Ele lembrou ainda que os militares de carreira têm ingresso exclusivamente por concurso público, sendo que os oficiais passam por curso de formação de cinco anos nas academias militares, em regime de internato. Já os militares temporários, que compõem 55% do efetivo, não adquirem estabilidade e permanecem no máximo por oito anos nas Forças Armadas.

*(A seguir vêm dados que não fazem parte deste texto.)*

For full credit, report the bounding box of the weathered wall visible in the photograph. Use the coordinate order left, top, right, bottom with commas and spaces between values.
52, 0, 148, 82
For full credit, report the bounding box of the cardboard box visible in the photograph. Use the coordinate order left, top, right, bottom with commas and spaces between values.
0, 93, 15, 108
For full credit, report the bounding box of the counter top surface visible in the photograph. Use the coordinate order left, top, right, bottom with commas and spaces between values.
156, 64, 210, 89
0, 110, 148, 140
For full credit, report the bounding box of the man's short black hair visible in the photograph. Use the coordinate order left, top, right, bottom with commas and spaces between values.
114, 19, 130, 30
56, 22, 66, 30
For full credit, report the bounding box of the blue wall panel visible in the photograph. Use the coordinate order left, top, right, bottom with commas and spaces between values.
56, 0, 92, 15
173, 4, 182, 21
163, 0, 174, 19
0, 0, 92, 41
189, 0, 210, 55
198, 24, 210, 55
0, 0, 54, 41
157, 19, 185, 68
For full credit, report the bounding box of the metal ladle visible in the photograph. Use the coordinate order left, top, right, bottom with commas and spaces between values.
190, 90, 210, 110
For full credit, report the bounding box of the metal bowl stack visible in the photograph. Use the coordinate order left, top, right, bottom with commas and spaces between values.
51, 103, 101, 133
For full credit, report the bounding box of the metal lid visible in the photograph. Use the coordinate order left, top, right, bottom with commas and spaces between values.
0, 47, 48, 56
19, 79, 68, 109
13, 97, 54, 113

Em contraponto, Melina Risso afirmou que uma pesquisa recente do Instituto Igarapé identificou que, nas polícias civis e militares, as promoções não são por merecimento, somente por tempo de serviço. "A estruturação e a profissionalização da carreira policial precisa ser feita para valorizar os policiais com salário adequado e com política de cargos que seja adequada ao desafio que enfrentam no cotidiano." No entanto, ela acredita que a gestão das carreiras policiais poderia ser feita por leis orgânicas próprias dos estados, e não na reforma administrativa.
Adicionais e avaliação
O presidente da Associação dos Delegados de Polícia do Brasil (Adepol), Rodolfo Queiroz Laterza, também argumentou que a reforma administrativa seria incompatível com as carreiras de segurança e poderia gerar problemas de estabilidade nas instituições policiais. Como exemplo, ele afirmou que a extinção de adicionais de tempo de serviço poderia prejudicar carreiras que não têm privilégios e cuja remuneração é baixa. Outra distinção em relação a outros cargos públicos seria a avaliação de desempenho, que segundo ele é extremamente severa para os policiais.

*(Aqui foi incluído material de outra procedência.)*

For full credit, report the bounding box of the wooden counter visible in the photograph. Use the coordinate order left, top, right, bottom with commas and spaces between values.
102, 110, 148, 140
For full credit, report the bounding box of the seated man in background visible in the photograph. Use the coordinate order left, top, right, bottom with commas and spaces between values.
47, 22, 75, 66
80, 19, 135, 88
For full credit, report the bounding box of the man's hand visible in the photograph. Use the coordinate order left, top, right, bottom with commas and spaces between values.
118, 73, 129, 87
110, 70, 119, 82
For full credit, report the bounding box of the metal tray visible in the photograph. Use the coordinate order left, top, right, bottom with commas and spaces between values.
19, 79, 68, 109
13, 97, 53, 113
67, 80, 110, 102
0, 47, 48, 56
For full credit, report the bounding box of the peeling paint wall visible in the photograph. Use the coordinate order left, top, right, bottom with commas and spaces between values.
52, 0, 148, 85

Laterza ainda demonstrou preocupação com dispositivo da reforma administrativa que, segundo ele, poderia delegar as atividades militares e de segurança pública para iniciativa privada. "Isso pode tornar inefetivo um serviço que é essencial para o direito à vida, à liberdade, à segurança", alertou.

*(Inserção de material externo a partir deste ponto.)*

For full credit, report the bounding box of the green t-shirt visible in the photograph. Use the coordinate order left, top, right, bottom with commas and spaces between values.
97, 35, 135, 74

Robson Rodrigues defendeu uma reforma administrativa que dê eficiência ao serviço de segurança pública e seja benéfica para os próprios integrantes do sistema de segurança pública. "As Polícias Militares espelham o modelo organizacional e o regime jurídico do Exército. Isso acaba impondo um custo adicional para PM."
Guardas municipais
Representantes de guardas municipais defenderam que a categoria ganhe status de polícia e seja incluída no rol de carreiras típicas de Estado, que na reforma administrativa vão manter a estabilidade e outros direitos.
O dirigente da Comissão Norte e Nordeste de Guardas Municipais (Conneguam), Fernando Lourenço Da Silva Neto, lembrou que as guardas municipais já foram reconhecidas em decisões do Supremo Tribunal Federal (STF) como parte do sistema de segurança pública. Ele ainda observou que os municípios têm aumentado os gastos com segurança pública. Segundo dados dos Fórum Brasileiro de Segurança Pública, as prefeituras gastaram 5,3% a mais com segurança em 2019, na comparação com o ano anterior. Já os estados tiveram aumento de apenas 0,6%, enquanto a União sofreu queda de 3,8%. No total, 2.423 cidades declararam gastos com segurança em 2019.
O presidente do Sindicato dos Servidores da Guarda Municipal do Rio de Janeiro (Sisguario), Rogério Chagas, lamentou que os guardas municipais ficam à mercê dos prefeitos, que podem impedir ou restringir sua atuação. "Falta ousadia de encarar o problema. Ou vamos ser guardas ou servidores comuns", comentou.
O deputado Rogério Correia (PT-MG) defendeu que a estabilidade seja garantida para militares e servidores públicos civis. "Quem pode dizer se o servidor é necessário ou não? Imagine o prefeito determinar se a guarda municipal é necessária ou não. Todos têm que ter o direito à estabilidade, que é inerente ao serviço público", apontou.